For my ham pot pie, I actually used fat trimmed off the whole ham to saute the vegetables, and only added a little olive oil as needed to prevent sticking to my skillet. You can use whatever oil or fat you prefer, but try to match it with the protein you are cooking. For instance, if you roasted a whole turkey and saved the pan drippings, including any fat that rose to the top, use some of that fat mixed in with your vegetable or olive oil for a richer flavor.
Ingredient list for Skillet “Pot Pie”:
2-3 tablespoons oil or cooking fat (olive or vegetable oil, lard, etc.)
1/2 large white or yellow onion, chopped
2 potatoes, peeled and diced
1 zucchini or summer squash, diced
1 cup fresh or frozen peas
1 large carrot, peeled and finely diced
1 tablespoon fresh chopped parsley
1 portion Bechamel sauce, as prepared above (approximately 1 cup)
1 frozen 9″ pie-crust
2 cups cooked meat, diced or shredded (chicken, turkey or ham)

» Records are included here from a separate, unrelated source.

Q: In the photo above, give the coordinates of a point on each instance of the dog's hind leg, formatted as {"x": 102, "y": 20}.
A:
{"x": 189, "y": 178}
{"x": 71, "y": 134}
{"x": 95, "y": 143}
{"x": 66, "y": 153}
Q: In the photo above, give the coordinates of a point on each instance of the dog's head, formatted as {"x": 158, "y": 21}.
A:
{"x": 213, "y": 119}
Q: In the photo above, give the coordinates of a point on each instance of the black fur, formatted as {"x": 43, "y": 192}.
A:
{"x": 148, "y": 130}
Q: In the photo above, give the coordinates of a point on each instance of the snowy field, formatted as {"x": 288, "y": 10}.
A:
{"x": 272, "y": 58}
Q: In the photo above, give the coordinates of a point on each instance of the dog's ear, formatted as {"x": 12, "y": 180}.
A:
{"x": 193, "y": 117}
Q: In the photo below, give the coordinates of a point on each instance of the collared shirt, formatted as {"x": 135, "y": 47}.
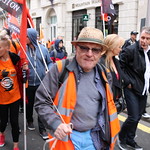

Salt and freshly-ground pepper.
Go veggie if you want!
You can leave out the meat entirely for a vegetarian meal – just add more variety of vegetables such as mushrooms, corn or lima beans.
Step 3: Get cooking!
Start it on the stove, then finish it in the oven
1. Preheat oven to 375F (it should have already been at 350 for making the Bechamel sauce). Take pie crust out of the freezer and allow to partially thaw, then break it up into smaller pieces to use as the pie topping.
2. Heat 2 tablespoons of cooking oil or fat in a skillet pan that is safe to take from the range top to the oven. Add the carrots and onions and cook oven medium-low heat until the onions start to turn translucent, about 5 minutes.
3. Next, add the diced potatoes and cook, stirring frequently, until just starting to brown (10 minutes). Season with salt and pepper.
4. Add the softer vegetables (zucchini, peas) and continue cooking, stirring regularly, until all vegetables are beginning to turn tender but not mushy – 10-15 minutes. Most importantly make sure the potatoes are near fork-tender but not completely cooked, and add a little more cooking oil as needed if things are beginning to stick to the pan.
5. Add the diced meat and parsley, and toss with the vegetables to warm through.
6. Combine the prepared Bechamel sauce with the meat and vegetables and stir well. Taste and adjust salt and pepper once more.
7. Turn off the heat on the stove. Top the skillet contents with the broken-up pie shell crust. Transfer skillet to the oven and bake, uncovered, until the pastry topping is golden brown – about 15-20 minutes.
8. Dinner is served! The pie should feed 4-6 people (stretch the meal by serving with a fresh green salad on the side.)